Benny laid them gently on the table and sat down across from her. “I don’t have any way to excuse what I did. It was completely unacceptable of me to — to disappear on you like that. I was wrong.” He bit his lip and focused on the yellow petals lying in front of him. Did Tziporah even like yellow flowers? He was pretty sure she liked pinks and purples, actually.
“You must have been so worried,” he went on. “I don’t even know exactly why — I was just so focused on myself, on everything that went wrong… I just had to get away and be alone. And it was wrong, it was irresponsible, you deserve better.”
He stole a glance at Tziporah. Her shoulders were still shaking, and she still refused to meet his gaze. She was hurt, but that wasn’t the only thing. Her mouth was tight and her cheeks had turned scarlet.
She was angry. Fuming. Her husband had betrayed her.
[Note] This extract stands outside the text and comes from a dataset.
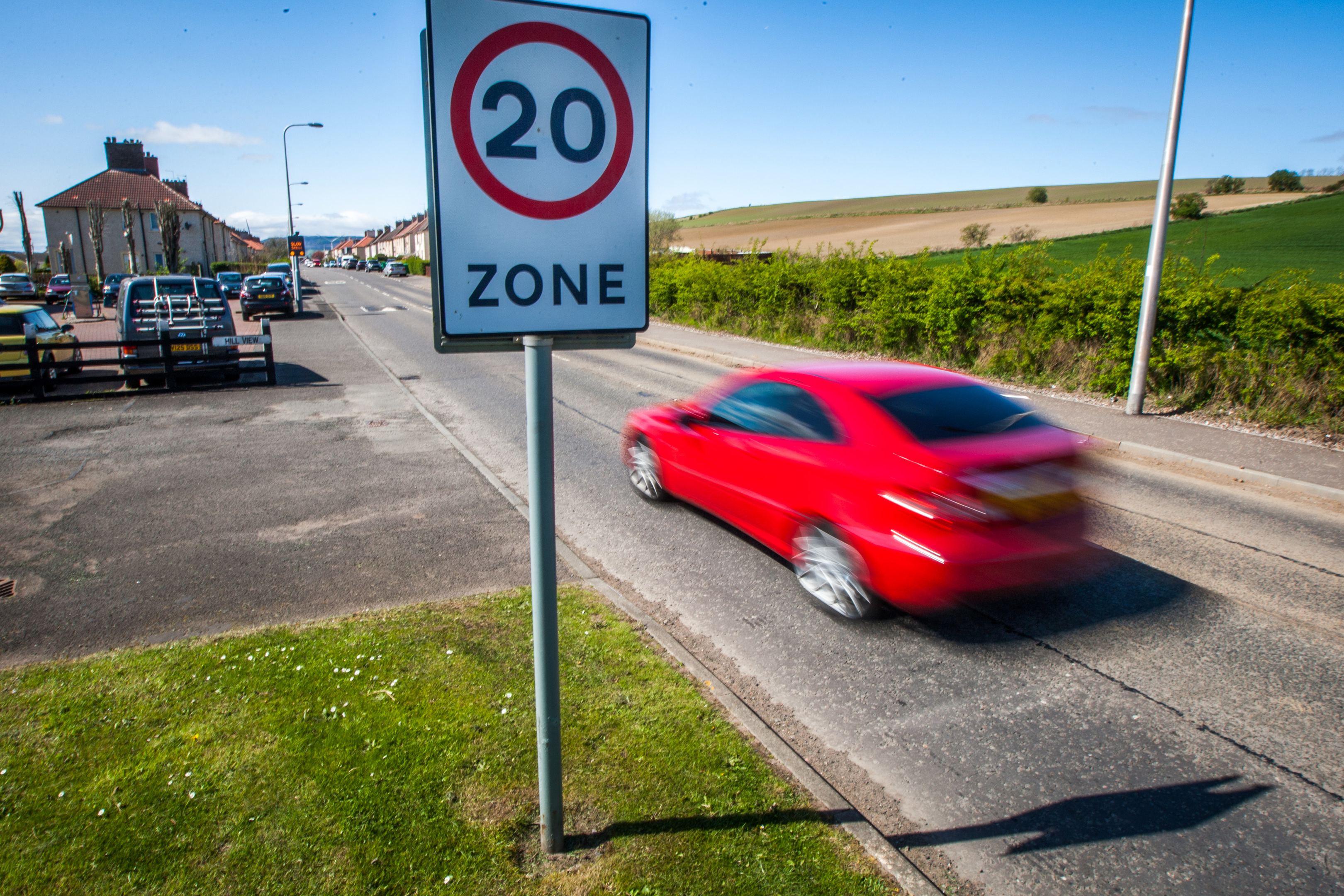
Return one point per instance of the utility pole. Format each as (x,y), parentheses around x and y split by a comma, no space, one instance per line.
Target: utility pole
(1158,245)
(290,201)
Benny squeezed his eyes shut. “I need to tell you something important, Tziporah,” he said. “I’m done with Ner Olam. After everything I poured into the guys, the meals we hosted and the money we spent — it was just a huge waste. I’m done with the guys, I’m done with the rosh, I’m done with yeshivah life. I’m ready to make real money.
“Tonight,” he said, his voice growing firmer and his shoulders straighter, “I’m taking you out for supper. I’ll make a reservation at Red Heifer, you get a babysitter. After everything I put you through, you deserve to be treated. We’re not going to talk about the rent or our parents or any problems. We’re just going to disconnect from the tension and enjoy a good meal.
“And tomorrow afternoon,” he pronounced, “I’m going to Ner Olam, and I’ll tell the rosh that I’m leaving.”